Wellness can most easily be understood as feeling good at the three levels of body, mind and spirit. It requires that we assume control of our lives and choose personal responsibility for our own physical, mental and spiritual wellbeing. Wellness requires awareness of, and responsibility for our primary or sponsoring thoughts.
Thus the primary education competency for wellness is the identification of the primary or sponsoring (see below) thought in any situation and its consequent outcome.
Our aim is to make medicine largely irrelevant in your life. This is because medicine/health focuses largely on the avoidance of illness rather than the maintenance of feeling well.This is achieved by focusing on a positive knowledge based perspective of how your mind, body and spirit work when they are operating at their best.
A good way to explain this is to see your health like a bank account. You can have a credit account or an investment account. With the credit account you spend now, and try to pay off the debt and interest later. With the investment account you save now, earn interest and if any bills come in you pay them out of your positive balance. The investment way you end up with a very healthy account balance because you are less likely to become ill. The positive balance can be seen as wellness/wealth/health and the negative balance is illness/disease/sickness.The focus becomes on teaching people how to have a positive health balance in all areas that affect their wellness.

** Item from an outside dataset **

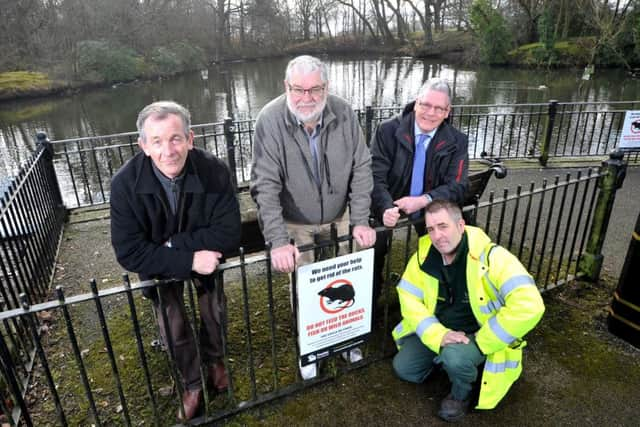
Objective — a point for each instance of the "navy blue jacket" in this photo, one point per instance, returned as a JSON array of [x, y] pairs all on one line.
[[208, 217], [446, 168]]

Information and education on being well become the basis for living. And small regular deposits or investments in your health manage your future.

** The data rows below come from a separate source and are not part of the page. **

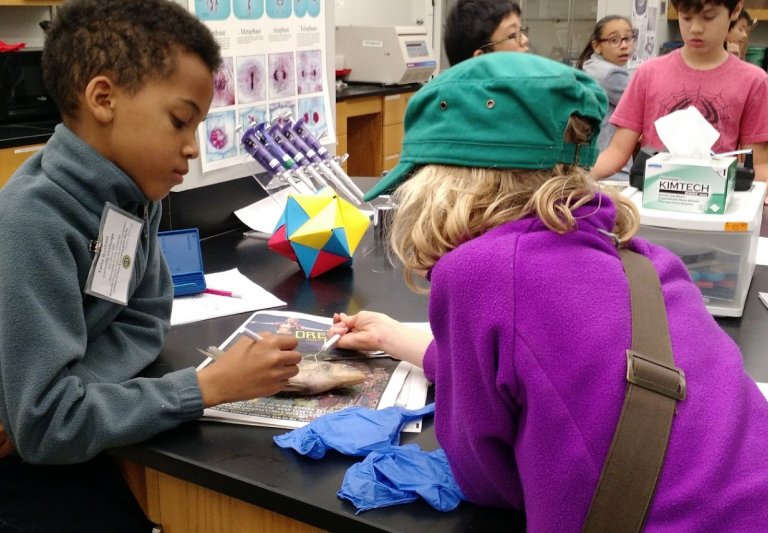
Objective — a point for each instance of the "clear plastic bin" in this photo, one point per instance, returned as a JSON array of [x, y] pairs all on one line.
[[719, 250]]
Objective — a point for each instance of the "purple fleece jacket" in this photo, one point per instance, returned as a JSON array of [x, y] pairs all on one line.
[[529, 367]]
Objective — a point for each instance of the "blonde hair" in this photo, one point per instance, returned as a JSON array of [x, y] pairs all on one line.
[[440, 207]]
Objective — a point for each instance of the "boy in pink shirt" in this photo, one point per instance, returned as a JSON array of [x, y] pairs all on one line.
[[730, 93]]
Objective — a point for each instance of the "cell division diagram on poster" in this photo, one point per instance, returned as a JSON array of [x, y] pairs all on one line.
[[274, 66]]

[1] A sponsoring or primary thought is that thought which underlies our thinking. It is often subconscious or unconscious and it is our feeling about that thought that manifests our reality. As it is subconscious it often precedes our understanding, but is usually based around our ego and is most often negative. Dieting is a good example of our primary thoughts. We think that a diet is a good or positive idea. But is we dig down a little into the thought stream that underlies the decisions to diet we often find that the source thought was in fact a negative judgement about our appearance or weight. If that is the case then our diet will end up being one of the 98% + of diets that end up in weight gain as our endocrine system strives to maintain our perception that we need to loose weight. And we only need to loose weight if we are over weight.